L’Iran, héritier de la Perse antique, civilisée et cultivée, n’est pas le Venezuela. On aurait dû l’en informer. Le fanatisme enchaîne ses débordements. Quand reverrons-nous les roses d’Ispahan, quand rejoindrons nous Shéhérazade, née pour être libre ? Il va bien falloir protéger de la rouille le porte-avions USS Abraham Lincoln ! Ça doit bouillir sous une mèche blonde ! La preuve, il y a quelques jours qu’on n’entend -presque- plus la Maison Blanche ? Pendant ce temps, l’impénétrable Vladimir Poutine, après avoir fait semblant d’arrêter quelques instant les combats sur la ligne de fond ukrainienne, redouble ses bombardements. Tous terroristes ! En attendant, et pour alimenter les chaines d’information en continu, les émissaires de tous les pays impliqués ou concernés (Le savez-vous ? Dans les œufs au bacon, la cocotte est concernée, le cochon, lui, est sérieusement impliqué) n’arrêtent pas de se téléphoner et de se réunir pour décider de la date et du lieu de la prochaine réunion.
Sale temps pour le bilan carbone !
Le bon Dieu a lâché le manche à balai. Le monde est devenu une impressionnante cour de récréation où les balles ont remplacé les billes, au prétexte que « c’est toi qui a commencé le premier, Na ! ». Pourtant ça y est, à force de ruse « lecornesque » et de fatigues parlementaires éprouvantes, la France a un budget. Alléluia, on n’y croyait plus ! Personne ne sait exactement ce qu’on y trouve, mais plus personne n’en parle.
La campagne pour les élections municipales démarre fort à Paris, entre invectives et noms d’oiseaux. Dans nos campagnes, l’affrontement se fait souvent moins rude. Les « listes se dévoilent », étonnent parfois.
La mode des binômes « édilaires » se propage à l’envie. Le « Une paire pour Maire » devient à la mode.

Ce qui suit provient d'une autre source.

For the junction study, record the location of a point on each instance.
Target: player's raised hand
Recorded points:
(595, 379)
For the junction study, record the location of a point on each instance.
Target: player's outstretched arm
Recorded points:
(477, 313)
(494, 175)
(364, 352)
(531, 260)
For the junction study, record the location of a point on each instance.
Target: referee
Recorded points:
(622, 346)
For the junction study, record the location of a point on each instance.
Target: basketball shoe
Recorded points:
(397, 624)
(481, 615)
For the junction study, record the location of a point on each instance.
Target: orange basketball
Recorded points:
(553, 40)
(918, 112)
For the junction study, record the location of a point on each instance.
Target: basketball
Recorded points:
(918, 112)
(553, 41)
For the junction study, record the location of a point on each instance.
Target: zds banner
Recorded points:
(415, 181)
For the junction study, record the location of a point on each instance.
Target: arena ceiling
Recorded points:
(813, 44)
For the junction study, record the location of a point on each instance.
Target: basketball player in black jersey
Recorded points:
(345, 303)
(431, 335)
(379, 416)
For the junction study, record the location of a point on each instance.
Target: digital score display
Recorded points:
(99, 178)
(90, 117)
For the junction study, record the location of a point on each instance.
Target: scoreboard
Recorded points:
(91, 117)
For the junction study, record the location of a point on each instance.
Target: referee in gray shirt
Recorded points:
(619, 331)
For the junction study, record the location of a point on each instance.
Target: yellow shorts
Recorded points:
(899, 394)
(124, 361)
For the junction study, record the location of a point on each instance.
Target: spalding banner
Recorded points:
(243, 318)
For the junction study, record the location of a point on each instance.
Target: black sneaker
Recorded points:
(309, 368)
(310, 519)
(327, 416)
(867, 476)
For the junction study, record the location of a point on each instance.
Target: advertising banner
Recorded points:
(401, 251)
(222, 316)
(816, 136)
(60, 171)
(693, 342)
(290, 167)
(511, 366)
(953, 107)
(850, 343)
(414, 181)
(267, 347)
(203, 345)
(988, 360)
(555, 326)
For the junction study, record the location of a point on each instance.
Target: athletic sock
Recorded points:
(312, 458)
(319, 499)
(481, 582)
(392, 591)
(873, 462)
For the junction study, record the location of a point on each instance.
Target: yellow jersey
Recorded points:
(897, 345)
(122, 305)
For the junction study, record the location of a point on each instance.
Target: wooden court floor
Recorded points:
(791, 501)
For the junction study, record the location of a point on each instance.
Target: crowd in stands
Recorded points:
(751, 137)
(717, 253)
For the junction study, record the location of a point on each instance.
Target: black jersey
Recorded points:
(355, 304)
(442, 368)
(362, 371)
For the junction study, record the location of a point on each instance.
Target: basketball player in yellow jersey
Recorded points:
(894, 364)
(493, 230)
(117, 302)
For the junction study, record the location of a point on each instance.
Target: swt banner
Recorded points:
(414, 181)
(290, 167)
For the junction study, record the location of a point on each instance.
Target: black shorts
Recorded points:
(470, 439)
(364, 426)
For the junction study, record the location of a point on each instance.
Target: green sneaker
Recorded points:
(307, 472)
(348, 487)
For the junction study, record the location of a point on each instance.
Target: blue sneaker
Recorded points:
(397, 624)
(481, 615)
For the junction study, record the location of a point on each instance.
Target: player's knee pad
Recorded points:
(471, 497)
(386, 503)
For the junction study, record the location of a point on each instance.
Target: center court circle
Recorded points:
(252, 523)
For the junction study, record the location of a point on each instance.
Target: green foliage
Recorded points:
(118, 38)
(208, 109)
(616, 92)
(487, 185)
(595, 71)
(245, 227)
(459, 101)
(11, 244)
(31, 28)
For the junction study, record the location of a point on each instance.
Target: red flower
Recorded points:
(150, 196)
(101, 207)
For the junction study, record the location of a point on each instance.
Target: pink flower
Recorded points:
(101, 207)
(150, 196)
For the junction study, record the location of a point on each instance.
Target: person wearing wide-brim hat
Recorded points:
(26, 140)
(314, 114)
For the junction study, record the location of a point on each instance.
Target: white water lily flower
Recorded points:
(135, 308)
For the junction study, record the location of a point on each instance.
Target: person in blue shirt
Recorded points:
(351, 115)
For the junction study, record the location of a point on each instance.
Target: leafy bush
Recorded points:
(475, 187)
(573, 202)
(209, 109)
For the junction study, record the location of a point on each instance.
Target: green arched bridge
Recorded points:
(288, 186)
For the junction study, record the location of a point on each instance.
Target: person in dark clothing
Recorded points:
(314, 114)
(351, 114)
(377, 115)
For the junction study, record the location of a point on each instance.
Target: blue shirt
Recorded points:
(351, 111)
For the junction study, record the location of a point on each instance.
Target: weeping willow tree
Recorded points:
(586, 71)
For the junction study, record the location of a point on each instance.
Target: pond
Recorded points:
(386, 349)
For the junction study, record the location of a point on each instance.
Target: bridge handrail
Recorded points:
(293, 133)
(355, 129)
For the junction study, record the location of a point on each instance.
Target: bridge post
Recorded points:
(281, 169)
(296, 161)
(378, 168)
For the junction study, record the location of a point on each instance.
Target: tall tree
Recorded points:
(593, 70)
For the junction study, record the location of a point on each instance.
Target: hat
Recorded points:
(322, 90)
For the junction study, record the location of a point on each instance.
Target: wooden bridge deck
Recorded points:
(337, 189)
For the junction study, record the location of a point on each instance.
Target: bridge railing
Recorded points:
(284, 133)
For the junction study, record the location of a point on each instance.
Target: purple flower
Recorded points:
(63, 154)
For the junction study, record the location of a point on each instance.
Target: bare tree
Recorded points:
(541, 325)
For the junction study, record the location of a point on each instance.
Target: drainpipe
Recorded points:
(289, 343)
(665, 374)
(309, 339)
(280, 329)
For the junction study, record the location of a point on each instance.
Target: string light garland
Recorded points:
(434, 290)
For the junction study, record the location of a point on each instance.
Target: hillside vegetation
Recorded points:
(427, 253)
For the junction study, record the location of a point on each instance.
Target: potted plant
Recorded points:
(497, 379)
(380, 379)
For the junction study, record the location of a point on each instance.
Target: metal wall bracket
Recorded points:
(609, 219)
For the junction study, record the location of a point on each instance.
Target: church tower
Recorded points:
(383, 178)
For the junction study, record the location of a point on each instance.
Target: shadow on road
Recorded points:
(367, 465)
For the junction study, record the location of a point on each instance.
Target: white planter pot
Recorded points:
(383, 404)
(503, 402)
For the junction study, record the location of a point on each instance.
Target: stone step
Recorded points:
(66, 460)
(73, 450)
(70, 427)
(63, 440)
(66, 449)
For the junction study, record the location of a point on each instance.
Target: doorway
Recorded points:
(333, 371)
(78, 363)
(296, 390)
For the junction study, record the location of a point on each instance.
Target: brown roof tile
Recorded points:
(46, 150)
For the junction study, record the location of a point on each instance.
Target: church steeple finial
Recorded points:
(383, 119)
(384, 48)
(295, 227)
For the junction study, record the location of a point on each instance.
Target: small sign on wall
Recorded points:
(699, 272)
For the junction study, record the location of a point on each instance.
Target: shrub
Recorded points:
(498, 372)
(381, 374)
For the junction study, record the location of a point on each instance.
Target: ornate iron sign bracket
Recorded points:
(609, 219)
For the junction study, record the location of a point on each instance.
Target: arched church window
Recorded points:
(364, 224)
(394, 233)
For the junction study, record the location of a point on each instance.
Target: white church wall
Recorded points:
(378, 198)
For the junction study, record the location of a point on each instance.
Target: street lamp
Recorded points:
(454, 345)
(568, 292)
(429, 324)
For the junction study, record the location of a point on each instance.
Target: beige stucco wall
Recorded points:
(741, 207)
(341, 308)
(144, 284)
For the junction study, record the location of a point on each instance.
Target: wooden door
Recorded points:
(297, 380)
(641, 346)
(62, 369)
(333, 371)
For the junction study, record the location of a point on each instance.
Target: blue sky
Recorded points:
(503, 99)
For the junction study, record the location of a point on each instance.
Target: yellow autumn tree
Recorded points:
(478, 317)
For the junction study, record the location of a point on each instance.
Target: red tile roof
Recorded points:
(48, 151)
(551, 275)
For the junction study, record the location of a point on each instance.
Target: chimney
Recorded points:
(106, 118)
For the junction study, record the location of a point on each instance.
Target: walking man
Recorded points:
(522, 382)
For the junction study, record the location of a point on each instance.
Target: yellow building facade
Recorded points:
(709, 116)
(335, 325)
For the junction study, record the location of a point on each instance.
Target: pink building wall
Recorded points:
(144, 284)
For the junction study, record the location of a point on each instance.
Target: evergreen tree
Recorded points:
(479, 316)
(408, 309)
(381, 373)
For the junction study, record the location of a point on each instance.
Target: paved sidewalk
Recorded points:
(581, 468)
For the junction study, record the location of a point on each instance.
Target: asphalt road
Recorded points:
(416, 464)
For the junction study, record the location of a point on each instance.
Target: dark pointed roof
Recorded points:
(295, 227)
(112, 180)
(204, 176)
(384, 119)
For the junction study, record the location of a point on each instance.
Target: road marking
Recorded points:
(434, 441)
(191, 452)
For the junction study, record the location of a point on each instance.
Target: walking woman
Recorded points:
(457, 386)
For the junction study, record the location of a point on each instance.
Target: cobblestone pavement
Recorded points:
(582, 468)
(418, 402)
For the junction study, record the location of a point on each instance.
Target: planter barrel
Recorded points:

On commente, on s’écharpe, on s’impatiente. Mais on se connait, ce qui amortit les secousses. Nos élites nationales, toujours avec un train d’avance, ne se préoccupent guère que de la prochaine échéance présidentielle. Les candidats déclarés ou présumés poussent comme des champignons. Comme le dit un sachant bien informé, il y aura bientôt plus de candidats que d’électeurs ! Primaires, pas primaires, tirage au sort, courte paille ou chamboule tout, faudrait savoir. Alerte : quelqu’un s’occupe-t-il des préoccupations des citoyens ? Qu’ils se débrouillent entre les crimes quotidiens devenus banals, les cyberattaques généralisées, les agressions sexuelles, les violences, les refus d’obtempérer, et autres inquiétantes incivilités.
Sale temps pour la démocratie !
Point trop encore chez nous, dans nos campagnes : « Les associations font vivre les villages » titrait la Montagne le 13 janvier dernier, prenant pour exemple la modeste commune de Merlines, au nord de la haute Corrèze, aux confins de la Creuse, le Puy de Dôme et le Cantal ; sept cents âmes, cinq cents électeurs. Certes, les commerces s’éteignent, mais on y affiche au moins douze associations dynamiques qui prennent le relais et animent le bourg. « Pétanque, foot, rugby, comité des fêtes, vielles ferrailles … ». Ca bouge autant l’hiver que l’été » dit-on.
Autre exemple : l’année dernière, lors du grand jury du Prix de la Démocratie (créé par le centre Marc Sangnier, repris par Ouest France), se présentait une petite commune de Dordogne, Verteillac, cinq cent âmes que le maire, un jeune entrepreneur retraité, a su mobiliser, en les regroupant, élus ou non, autour de quelques projets vitaux. Quatre ou cinq commerçants se sont installés dans le village. Un centaine d’évènements annuels ont été produits. Quelques dizaines de nouveaux habitants se sont installés … Il n’est pas rare de voir éclore ici ou là quelque épicerie ou quelque bistrot, quelques librairies rurales s’installer. Ou quand l’envie de faire ensemble donne des résultats.